Edit to add some sample data:
> library("survey")
> dat <- structure(list(r3a_1 = structure(c(3L, 2L, 3L, 3L, 3L, 3L, 3L,
3L, 3L, 3L, 3L, 2L, 2L, 3L, 3L, 3L, 3L, 3L, 3L, 3L), .Label = c("Don't Know",
"No", "Yes"), class = "factor"), r3a_2 = structure(c(3L, 3L,
3L, 3L, 3L, 3L, 3L, 3L, 3L, 3L, 3L, 3L, 3L, 3L, 3L, 3L, 3L, 3L,
3L, 3L), .Label = c("Don't Know", "No", "Yes"), class = "factor"),
r3a_3 = structure(c(3L, 2L, 2L, 2L, 2L, 2L, 2L, 2L, 3L, 2L,
2L, 2L, 2L, 2L, 2L, 2L, 2L, 2L, 3L, 3L), .Label = c("Don't Know",
"No", "Yes"), class = "factor"), r3a_4 = structure(c(3L,
2L, 2L, 2L, 3L, 2L, 2L, 3L, 3L, 2L, 2L, 3L, 2L, 3L, 2L, 2L,
3L, 3L, 3L, 1L), .Label = c("Don't Know", "No", "Yes"), class = "factor"),
r3a_5 = structure(c(2L, 2L, 2L, 2L, 2L, 2L, 3L, 2L, 3L, 2L,
2L, 3L, 2L, 3L, 3L, 2L, 3L, 2L, 3L, 1L), .Label = c("Don't Know",
"No", "Yes"), class = "factor"), r3a_6 = structure(c(3L,
3L, 2L, 2L, 3L, 3L, 3L, 3L, 3L, 2L, 3L, 3L, 2L, 2L, 2L, 3L,
2L, 3L, 3L, 3L), .Label = c("Don't Know", "No", "Yes"), class = "factor"),
r3a_7 = structure(c(1L, 2L, 2L, 2L, 3L, 2L, 2L, 3L, 3L, 2L,
3L, 3L, 2L, 2L, 2L, 2L, 2L, 3L, 3L, 3L), .Label = c("Don't Know",
"No", "Yes"), class = "factor"), r3a_8 = structure(c(3L,
2L, 2L, 2L, 3L, 3L, 3L, 3L, 3L, 2L, 3L, 3L, 2L, 3L, 3L, 2L,
2L, 2L, 3L, 3L), .Label = c("Don't Know", "No", "Yes"), class = "factor"),
r3a_9 = structure(c(1L, 3L, 2L, 2L, 3L, 2L, 2L, 3L, 3L, 3L,
3L, 3L, 2L, 2L, 2L, 3L, 2L, 2L, 3L, 3L), .Label = c("Don't Know",
"No", "Yes"), class = "factor"), weight = c(0.34, 0.34, 0.34,
0.34, 0.34, 0.34, 0.34, 0.34, 0.34, 0.34, 0.34, 0.34, 0.43,
0.43, 0.43, 0.34, 0.34, 0.34, 0.34, 0.34), seg_2 = structure(c(1L,
1L, 1L, 1L, 1L, 1L, 1L, 2L, 2L, 1L, 1L, 2L, 2L, 1L, 1L, 1L,
1L, 1L, 1L, 1L), .Label = c("1", "2"), class = "factor")), .Names = c("r3a_1",
"r3a_2", "r3a_3", "r3a_4", "r3a_5", "r3a_6", "r3a_7", "r3a_8",
"r3a_9", "weight", "seg_2"), row.names = c(NA, 20L), class = "data.frame")

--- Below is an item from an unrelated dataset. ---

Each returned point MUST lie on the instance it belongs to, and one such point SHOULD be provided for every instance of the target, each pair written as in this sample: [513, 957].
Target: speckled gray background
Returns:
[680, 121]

> dat_weight <- svydesign(ids = ~1, weights = ~weight, data = dat)
From there you can get the weighted and unweighted tables:
round(prop.table(table(dat[,1],dat$seg_2),2),3)*100 #unweighted
round(prop.table(svytable(~dat[,1] + dat$seg_2, dat_weight),2),3)*100 #weighted
However, this works:
lapply(dat[,1:9], function(x) round(prop.table(table(x,dat$seg_2),2),3)*100)
While this doesn't:
lapply(dat[,1:9], function(x) round(prop.table(svytable(~x + dat$seg_2, dat_weight),2),3)*100)

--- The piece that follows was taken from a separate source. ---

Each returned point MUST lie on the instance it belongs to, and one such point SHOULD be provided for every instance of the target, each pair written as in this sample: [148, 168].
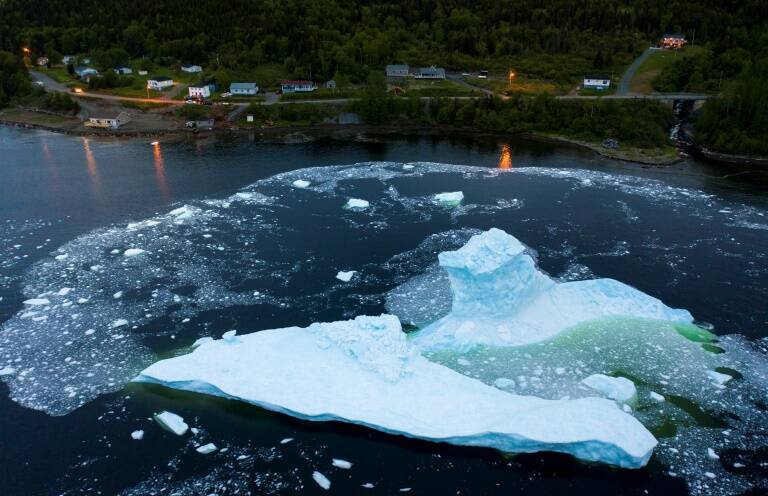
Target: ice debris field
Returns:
[485, 322]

Ok, well, it seems the svytable function is picky and will only look up data in the design object. It doesn't seem to look for x in the enclosing environment. So an alternative approach is to dynamically build the formula. So instead of passing in the columns of data themselves, we pass in names of columns form the data.frame. Then we plug those into the formula and then they are resolved by the design object which points to the original data.frame. Here's a bit of working code using your sample data
lapply(names(dat)[1:9], function(x) round(prop.table(
svytable(bquote(~.(as.name(x)) + seg_2), dat_weight),
2),3)*100)
So here we use bquote to build the formula. The .() allows us to plug in expressions and here we take the character value in x and convert it to a proper name object. Thus is goes from "r3a_9" to r3a_9.